BLAS2 floating point summation accuracy

jlgreathouse commented 9 years ago

For a while now, we've been mulling over how to validate results in test-blas2. Ideally, we would be able to compare the results of a GPU-based SpM-DV calculation against a known-good CPU implementation. However, we're using floating point and comparing floating point values is hard.

This comes from two problems (which are related):

Floating point addition is not associative. In SpM-DV, all of the mat*vec results for a row must be summed. The order of this summation is different between CPU algorithms and our GPU algorithms (both in csrmv_general and csrmv_adaptive). As such, they accumulate different rounding errors during the summation process. This results in a divergence between the two values, meaning that we cannot (and should not) compare the results of these algorithms bit-for-bit.
More problematic, floating point summation (especially when both positive and negative values are allowed) is notoriously error-prone. Catastrophic cancellation of values can completely destroy our ability to obtain useful answers. Even when this does not happen, however, the error rate can grow linearly with the number of additions. This means that a matrix with very long rows will have loose errors bounds in its results, making it difficult to automatically say whether an two results are comparable.

The first problem means that we cannot directly compare (bit-for-bit) the output of a CPU-based SpM-DV and a GPU-based SpM-DV. The inability to directly compare the two floating point numbers is somewhat common knowledge, and we currently compare against a range of values.

Originally, we hard-coded this to say e.g. "if in single precision, the values must be within 1e-5 of each other". I recently changed this to instead say that "in single, the values must be within 0.1% of one another". We shouldn't be comparing against a static value (because a gigantic number, e.g. 1.0e126, cannot have another number that is within 1e-5 to it in single precision -- thus we're just doing a direct comparison that is doomed to fail).
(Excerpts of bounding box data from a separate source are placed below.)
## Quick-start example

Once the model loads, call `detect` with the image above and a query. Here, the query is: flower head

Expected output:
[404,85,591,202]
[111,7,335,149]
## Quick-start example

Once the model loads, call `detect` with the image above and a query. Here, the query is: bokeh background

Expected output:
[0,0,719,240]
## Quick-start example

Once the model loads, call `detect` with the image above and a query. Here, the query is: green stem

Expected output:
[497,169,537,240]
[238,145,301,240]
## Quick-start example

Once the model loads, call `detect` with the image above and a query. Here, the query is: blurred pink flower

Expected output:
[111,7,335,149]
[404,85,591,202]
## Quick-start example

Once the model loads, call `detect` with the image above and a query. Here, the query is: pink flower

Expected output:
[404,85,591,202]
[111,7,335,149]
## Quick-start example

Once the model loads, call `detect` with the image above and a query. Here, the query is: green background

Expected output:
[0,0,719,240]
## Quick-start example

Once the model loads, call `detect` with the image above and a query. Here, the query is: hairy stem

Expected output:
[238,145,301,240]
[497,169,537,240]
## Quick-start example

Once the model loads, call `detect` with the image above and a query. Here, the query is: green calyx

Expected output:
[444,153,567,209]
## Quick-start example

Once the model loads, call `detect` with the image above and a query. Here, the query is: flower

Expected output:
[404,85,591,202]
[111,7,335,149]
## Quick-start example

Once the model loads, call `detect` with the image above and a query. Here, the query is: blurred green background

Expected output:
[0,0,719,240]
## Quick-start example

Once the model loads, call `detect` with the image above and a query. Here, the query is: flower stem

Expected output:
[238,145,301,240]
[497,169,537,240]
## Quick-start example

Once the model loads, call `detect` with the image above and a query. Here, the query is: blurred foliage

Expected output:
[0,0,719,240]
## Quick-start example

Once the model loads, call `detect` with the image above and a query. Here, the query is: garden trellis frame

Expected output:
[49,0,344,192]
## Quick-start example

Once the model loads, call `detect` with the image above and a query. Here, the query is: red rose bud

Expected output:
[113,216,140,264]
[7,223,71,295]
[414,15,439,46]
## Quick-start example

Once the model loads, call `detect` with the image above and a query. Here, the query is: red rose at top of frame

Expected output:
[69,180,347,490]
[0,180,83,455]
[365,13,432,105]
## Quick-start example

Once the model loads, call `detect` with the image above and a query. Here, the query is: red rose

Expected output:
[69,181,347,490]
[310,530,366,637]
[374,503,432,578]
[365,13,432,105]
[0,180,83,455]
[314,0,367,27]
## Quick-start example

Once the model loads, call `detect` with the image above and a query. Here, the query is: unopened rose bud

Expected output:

However, even the (extremely loose) error bounds I've included fail for many of the matrices we're operating on.

That is due to the second issue: floating point summation has linearly-increasing error bounds and suffers from catastrophic cancellation effects that can cause large values (which are eventually subtracted out) to destroy values that, in the end, are significant. This is true even in our CPU-based algorithm. This means that our CPU and GPU results may be different and they may both be wrong.

For example, the matrix dc2 from the UFL sparse matrix collection has a couple of extremely long rows (e.g. row 91, which has 47,193 non-zero values). A simple CPU-based SpMV algorithm (where the input vector entirely contains 1s) that is calculated in single precision says that the output for row 91 is roughly -1.921. csrmv_general calculates the answer as roughly -1.857, a noticeable percentage off. csrmv_adaptive returns roughly -1.013. Much worse!

However, if you perform this calculation in higher (double, quad) precision, the answer is roughly -1.005. Both the single-precision CPU and GPU results are wrong -- and the GPU-based results are closer to the correct answer. The different calculation orders between these algorithms have all resulted in different errors -- and it's not always the case that the GPU algorithms are closer.

This leads to the problems and questions I want to raise.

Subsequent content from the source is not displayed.